"Hyde in Hollywood" gets off to a less than rousing start. The sets have that unreal, two-dimensional stagy feel that never looks quite right on television. That only emphasizes the actors' excessive theatricality that never sounds quite right on television.
And it turns out this play is about playwrights, or, even worse, it's by a playwright writing about Hollywood screenwriters, so you figure the disdain will continue dripping off every character for two hours.
But, stick with this PBS "American Playhouse" presentation because once you get by the roadblocks of these conventions, you discover a work of great depth and unusual resonance. "Hyde in Hollywood," a play by Peter Parnell, will be on Maryland Public Television, channels 22 and 67, tonight at 10 o'clock.
The story, set in 1939, is essentially the struggle between a young, brash, egotistical and, apparently, enormously talented actor/director named Julian Hyde and an ambitious celebrity gossip columnist who never goes by any name other than Hollywood Confidential. They call him H.C. for short.
Hyde is married to a beautiful star who is mysteriously murdered under the Hollywood sign at the play's beginning. That, of course, sets H.C. to snooping around the life of this enfant terrible, and eventually he discovers that Hyde is desperately hiding his homosexuality.
Hyde manages to stay in the closet but only by propping the door closed with an unethical bargain. Then he attempts to have the last word by making a movie about a gossip columnist, playing the lead role himself as a virtual impersonation of Hollywood Confidential.
Meanwhile, fueled by his growing amount of insider material, H.C. has risen to national prominence, not just as a purveyor of gossip but as a moral leader fighting the sin and degradation of Hollywood.
The two are thus set on a collision course that would have ramifications far beyond the borders of Tinsel Town.
Parnell has sprinkled his script with direct and indirect references to actual stars.
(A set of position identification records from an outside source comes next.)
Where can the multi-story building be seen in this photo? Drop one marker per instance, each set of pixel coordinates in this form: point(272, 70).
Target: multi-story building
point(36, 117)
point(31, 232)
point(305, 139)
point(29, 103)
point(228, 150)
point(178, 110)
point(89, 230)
You hear bits of gossip about people like Clark Gable, and the dead woman's last name is Todd, an obvious reference to Thelma Todd, a Hollywood comedian who died in mysterious circumstances.
These serve as a doorway into the resonance of reality throughout "Hyde in Hollywood." For instance, it is evident that Hyde -- a young genius, actor and director, with total control over his films -- echoes the career of Orson Welles. And the film Hyde is making is the same sort of aggressive roman a clef that Welles made about William Randolph Hearst, "Citizen Kane."
But beyond those parallels are the clear references to every sort of witch hunt that has gone on -- and is going on -- in this nation. The character of H.C. could be based on Joseph McCarthy, Jesse Helms or a dozen other such figures who have sprung up to protect us from ourselves throughout the history of our artistic and personal freedom.
And Hyde's response -- sacrificing his integrity to save his art, then trying to justify that by using his art to do good -- was that of so many who have given in to pressures such as the blacklist. Just look at what Budd Schulberg wrote in "On the Waterfront." Indeed, Hyde's name takes on two meanings as he is hiding the fact that he is gay and ultimately acts to save his hide.
Finally, "Hyde in Hollywood" becomes a commentary on the fine line between image and reality, one of the essential questions about any sort of art, particularly these days. Both Hyde and H.C. appear to be something very different from what they are, but that appearance is actually much more powerful than their reality, so perhaps it is also more important.
Parnell ends the play by letting us know that they are, despite their opposing roles, two of a kind, though he does tilt the scales toward his own profession in a denoument that is a virtual copy of a scene from "Citizen Kane."
Robert Joy, who was in "Desperately Seeking Susan," is able to capture Hyde's vulnerable ambition, while Keith Szarabajka makes H.C. a low-life who finds himself driving down the high road. Peter Frechette, who was so good in "thirtysomething," is wasted as a playwright working with Hyde, apparently a role that was supposed to serve as Hyde's conscience but is never developed.
"Hyde in Hollywood" is set in a time when the movie legends were at the height of their fantastic development. Its message is valid for any age when those who would entertain us or lead us are willing to sell their souls to the imagemakers.
"Hyde in Hollywood"
*** A brash young genius filmmaker with something to hide squares off against an ambitious gossip columnist in 1939 Hollywood.